Publicado em 29 de dezembro de 2017 às 14:47



Sem dinheiro para fechar as contas do mês de dezembro por conta do atraso no pagamento dos plantões extras relativos ao mês de novembro, os servidores da saúde pública vão suspender este serviço, na ressaca da virada, por terem perdido a confiança no governo do Estado em pagar pelo trabalho. A decisão coletiva foi tomada em Assembleia Geral (AG) realizada na manhã desta sexta-feira (29).

Com a entrega dos plantões extras no dia primeiro, os serviços mais prejudicados vão ser: Samu, as maternidades públicas de Rio Branco e Cruzeiro do Sul, Hospital de Urgência e Emergências de Rio Branco (Huerb) e as UPAS. 

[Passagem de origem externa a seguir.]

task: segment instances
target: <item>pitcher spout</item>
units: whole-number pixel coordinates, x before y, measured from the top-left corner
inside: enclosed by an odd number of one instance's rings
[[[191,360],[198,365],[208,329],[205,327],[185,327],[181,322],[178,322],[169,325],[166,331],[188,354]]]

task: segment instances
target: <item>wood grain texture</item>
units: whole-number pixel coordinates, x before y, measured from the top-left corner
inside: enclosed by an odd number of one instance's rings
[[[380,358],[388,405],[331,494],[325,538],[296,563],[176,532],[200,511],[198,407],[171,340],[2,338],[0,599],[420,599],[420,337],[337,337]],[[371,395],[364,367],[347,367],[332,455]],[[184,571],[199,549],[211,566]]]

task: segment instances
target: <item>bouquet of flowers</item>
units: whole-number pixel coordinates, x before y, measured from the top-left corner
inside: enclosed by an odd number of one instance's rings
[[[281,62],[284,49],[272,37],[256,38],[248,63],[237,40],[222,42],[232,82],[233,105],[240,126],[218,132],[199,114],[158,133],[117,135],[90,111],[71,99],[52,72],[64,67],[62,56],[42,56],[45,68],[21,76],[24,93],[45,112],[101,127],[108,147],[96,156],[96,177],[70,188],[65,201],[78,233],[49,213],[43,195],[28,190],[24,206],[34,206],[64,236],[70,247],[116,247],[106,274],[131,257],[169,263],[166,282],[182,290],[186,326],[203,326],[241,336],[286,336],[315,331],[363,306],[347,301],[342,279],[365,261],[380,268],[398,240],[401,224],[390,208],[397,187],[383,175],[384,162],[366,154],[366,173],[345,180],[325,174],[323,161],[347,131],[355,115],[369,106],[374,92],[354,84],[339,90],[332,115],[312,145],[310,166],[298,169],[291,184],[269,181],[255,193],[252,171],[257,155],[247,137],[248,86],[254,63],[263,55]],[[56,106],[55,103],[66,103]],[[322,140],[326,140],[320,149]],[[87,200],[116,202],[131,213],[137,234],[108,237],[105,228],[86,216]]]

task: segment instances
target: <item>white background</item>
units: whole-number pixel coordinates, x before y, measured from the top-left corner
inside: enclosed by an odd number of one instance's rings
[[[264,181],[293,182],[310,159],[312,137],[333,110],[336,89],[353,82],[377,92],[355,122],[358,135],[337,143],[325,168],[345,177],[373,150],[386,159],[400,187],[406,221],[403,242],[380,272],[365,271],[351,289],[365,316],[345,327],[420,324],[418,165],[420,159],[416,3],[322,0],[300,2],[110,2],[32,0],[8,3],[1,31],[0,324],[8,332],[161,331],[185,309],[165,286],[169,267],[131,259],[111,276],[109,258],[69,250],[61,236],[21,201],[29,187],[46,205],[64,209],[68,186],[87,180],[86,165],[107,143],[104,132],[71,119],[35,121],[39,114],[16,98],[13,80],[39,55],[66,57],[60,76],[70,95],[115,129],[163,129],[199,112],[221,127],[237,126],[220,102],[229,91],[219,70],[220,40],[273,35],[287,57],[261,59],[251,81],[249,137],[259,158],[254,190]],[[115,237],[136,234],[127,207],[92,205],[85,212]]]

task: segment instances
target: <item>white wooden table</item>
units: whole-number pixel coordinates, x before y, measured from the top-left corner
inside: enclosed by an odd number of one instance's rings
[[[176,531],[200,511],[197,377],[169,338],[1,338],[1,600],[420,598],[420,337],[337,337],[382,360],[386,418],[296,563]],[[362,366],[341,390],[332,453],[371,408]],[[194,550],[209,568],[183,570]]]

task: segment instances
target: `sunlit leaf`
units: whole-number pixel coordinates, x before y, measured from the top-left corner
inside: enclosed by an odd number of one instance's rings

A ação de parar os plantões extras vai durar todo o dia primeiro, e retomada dia cinco de janeiro, quando o movimento será reavaliado em uma atividade defronte ao Huerb e novas medidas vão ser tomadas.

Trabalho sem contrapartida

Os plantões extras representam cerca de 50% da mão de obra nestas unidades de saúde e é um trabalho extra prestado pelos servidores. Estes plantões representam uma parcela importante nos rendimentos.

Sem dinheiro para pagar as contas e sequer para ir trabalhar, os servidores também vão para as ruas pedir auxílio financeiro e doação de sacolões para poderem subsistir enquanto não são pagos os salários atrasados. A ação vai servir ainda para mostrar à comunidade a real situação da categoria. Contamos com uma adesão em massa dos trabalhadores.

Decisão tomada

“Nós precisávamos reunir e ouvir os trabalhadores. Assim, a posição agora é de entregar os plantões extras já no dia primeiro do ano, pois o governo não deu a devida atenção aos profissionais de saúde e sequer se deu ao trabalho de avisar sobre este corte, sendo o dia 24 de janeiro apenas uma previsão para o pagamento”, afirmou Adailton Cruz, presidente do Sindicato dos Trabalhadores em Saúde do Estado do Acre (Sintesac). 



O sindicalista destacou que os trabalhadores estão desesperados e sem ter como fechar os pagamentos das contas do mês de dezembro: “Muitos tem cartão de crédito vencido, parcelas de financiamentos e mesmo despesas de manutenção da casa já em atraso”.

Dias cinco vamos reavaliar o movimento e vamos fazer uma manifestação defronte ao Huerb, onde vamos também pedir apoio, esmola, sacolão e tudo o mais para mostrar a situação caótica vivida pelos pais de família”.

Servidores em desespero



Por conta do atraso no pagamento dos salários, muitos servidores disseram em alto e bom som não terem como pagar as contas básicas, como água, energia e até mesmo as despesas de transporte para poderem ir até o local de trabalho.

Alguns servidores já avisaram que só vão trabalhar enquanto tiverem dinheiro para pagar transporte e depois vão parar.  

"O Tião Viana está acabando com os trabalhadores da saúde do Estado. É um péssimo administrador. Temos de fazer algo para chamar a atenção contra isso e dar a resposta aos desmandos dele nas urnas”, disse um servidor.